Removing included bacterias...
Removed 0 out of 0
Warning: Found 0 bacterias with non even number of reads mapped
> In solve_iterative_noisy (line 178)
In reconstruction_func (line 40)
In main_multiple_regions (line 56)
In main_5R (line 57)
Starting iterations...
Total iterations time: 9.5e-05
Building the Scott files for level: species
Loaded
Index in position 2 exceeds array bounds.

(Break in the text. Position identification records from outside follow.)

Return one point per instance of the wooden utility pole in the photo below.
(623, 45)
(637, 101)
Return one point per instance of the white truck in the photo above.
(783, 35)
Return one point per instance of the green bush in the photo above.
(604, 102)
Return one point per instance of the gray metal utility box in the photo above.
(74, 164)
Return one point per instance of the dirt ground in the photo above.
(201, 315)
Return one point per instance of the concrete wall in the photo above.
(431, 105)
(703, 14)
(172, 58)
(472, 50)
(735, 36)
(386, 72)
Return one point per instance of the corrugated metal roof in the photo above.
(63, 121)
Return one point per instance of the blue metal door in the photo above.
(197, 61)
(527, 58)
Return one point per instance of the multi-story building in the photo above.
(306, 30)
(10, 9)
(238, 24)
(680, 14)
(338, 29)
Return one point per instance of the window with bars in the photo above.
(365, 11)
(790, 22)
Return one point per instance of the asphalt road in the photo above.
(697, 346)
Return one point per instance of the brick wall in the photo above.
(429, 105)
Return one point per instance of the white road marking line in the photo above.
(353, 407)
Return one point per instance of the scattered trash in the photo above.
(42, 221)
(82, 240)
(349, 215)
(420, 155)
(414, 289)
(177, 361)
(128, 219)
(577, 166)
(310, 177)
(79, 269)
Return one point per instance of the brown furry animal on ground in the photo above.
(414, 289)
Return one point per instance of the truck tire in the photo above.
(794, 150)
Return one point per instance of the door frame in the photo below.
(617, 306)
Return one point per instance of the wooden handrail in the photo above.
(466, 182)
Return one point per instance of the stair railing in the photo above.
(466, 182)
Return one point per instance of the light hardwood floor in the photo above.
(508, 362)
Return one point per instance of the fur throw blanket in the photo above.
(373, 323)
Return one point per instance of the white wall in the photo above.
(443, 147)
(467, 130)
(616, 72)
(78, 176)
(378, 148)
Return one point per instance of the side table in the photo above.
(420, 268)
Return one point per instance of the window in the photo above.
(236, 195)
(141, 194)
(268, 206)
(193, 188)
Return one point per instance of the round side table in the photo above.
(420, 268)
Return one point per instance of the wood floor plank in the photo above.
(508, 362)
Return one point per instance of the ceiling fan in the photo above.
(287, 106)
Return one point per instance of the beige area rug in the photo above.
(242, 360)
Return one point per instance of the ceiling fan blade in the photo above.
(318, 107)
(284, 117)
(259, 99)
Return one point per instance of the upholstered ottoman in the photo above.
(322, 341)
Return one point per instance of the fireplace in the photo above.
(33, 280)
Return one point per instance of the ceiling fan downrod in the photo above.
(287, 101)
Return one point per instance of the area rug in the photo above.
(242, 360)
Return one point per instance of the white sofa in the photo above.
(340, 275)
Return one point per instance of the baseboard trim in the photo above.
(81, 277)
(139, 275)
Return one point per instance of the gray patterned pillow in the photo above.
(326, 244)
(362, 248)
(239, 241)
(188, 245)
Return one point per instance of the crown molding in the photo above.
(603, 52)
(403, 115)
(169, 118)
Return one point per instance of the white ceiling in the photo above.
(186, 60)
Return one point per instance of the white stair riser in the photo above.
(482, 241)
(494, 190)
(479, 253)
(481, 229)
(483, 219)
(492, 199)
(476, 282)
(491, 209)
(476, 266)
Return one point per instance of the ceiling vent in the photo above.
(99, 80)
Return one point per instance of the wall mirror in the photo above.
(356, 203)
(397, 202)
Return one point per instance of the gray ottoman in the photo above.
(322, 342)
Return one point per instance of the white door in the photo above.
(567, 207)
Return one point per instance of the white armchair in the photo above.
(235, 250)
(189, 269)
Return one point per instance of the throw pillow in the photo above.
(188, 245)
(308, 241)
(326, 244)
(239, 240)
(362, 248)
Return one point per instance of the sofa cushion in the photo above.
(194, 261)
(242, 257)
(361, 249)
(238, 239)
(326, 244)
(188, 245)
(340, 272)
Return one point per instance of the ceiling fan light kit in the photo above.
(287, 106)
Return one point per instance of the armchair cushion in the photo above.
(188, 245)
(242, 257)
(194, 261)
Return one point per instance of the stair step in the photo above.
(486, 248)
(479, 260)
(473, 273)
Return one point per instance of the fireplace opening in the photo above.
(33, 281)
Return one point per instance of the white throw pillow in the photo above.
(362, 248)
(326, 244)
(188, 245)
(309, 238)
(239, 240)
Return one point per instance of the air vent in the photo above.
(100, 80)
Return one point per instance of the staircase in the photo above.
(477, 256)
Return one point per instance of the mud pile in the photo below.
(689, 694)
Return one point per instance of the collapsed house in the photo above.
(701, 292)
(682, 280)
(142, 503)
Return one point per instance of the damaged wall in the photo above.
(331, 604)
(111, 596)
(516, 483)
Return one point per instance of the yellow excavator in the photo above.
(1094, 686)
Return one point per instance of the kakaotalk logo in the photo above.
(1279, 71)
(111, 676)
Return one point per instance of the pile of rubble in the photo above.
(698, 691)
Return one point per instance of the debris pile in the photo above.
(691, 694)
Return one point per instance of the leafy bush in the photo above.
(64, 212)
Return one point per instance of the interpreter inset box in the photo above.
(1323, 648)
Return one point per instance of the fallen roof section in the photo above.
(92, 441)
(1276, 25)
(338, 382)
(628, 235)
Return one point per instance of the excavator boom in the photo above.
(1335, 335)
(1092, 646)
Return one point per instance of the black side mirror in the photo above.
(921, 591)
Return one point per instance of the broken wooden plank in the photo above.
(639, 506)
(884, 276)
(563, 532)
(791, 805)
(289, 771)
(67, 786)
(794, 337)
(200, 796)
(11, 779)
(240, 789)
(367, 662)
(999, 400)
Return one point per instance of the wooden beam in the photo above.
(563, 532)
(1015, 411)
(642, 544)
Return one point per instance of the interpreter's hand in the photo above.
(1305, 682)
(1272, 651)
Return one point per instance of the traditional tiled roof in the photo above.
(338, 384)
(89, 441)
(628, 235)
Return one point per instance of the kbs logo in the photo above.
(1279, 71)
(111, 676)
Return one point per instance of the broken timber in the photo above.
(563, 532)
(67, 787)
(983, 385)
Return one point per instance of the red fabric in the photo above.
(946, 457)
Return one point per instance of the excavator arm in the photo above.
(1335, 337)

Error in build_scott_list_new (line 16)
full_names_table = cell2table(one_compact_cell(:,3:tl+2));

Error in scott_format_newer_func (line 138)
        build_scott_list_new(tl,all_answer_cell,all_gr_headers,all_passed_filt);

Error in main_5R (line 62)
scott_format_newer_func(batch_samples_list,results_filename)
zd200572 commented 3 years ago

i think this is because the filename is not recognized by the scripts? like RDB123_ATGAGTGC_L006_R2_001.fastq

ianutin commented 7 months ago

i also meet this error when i used my files to run it, have you known how to solve it?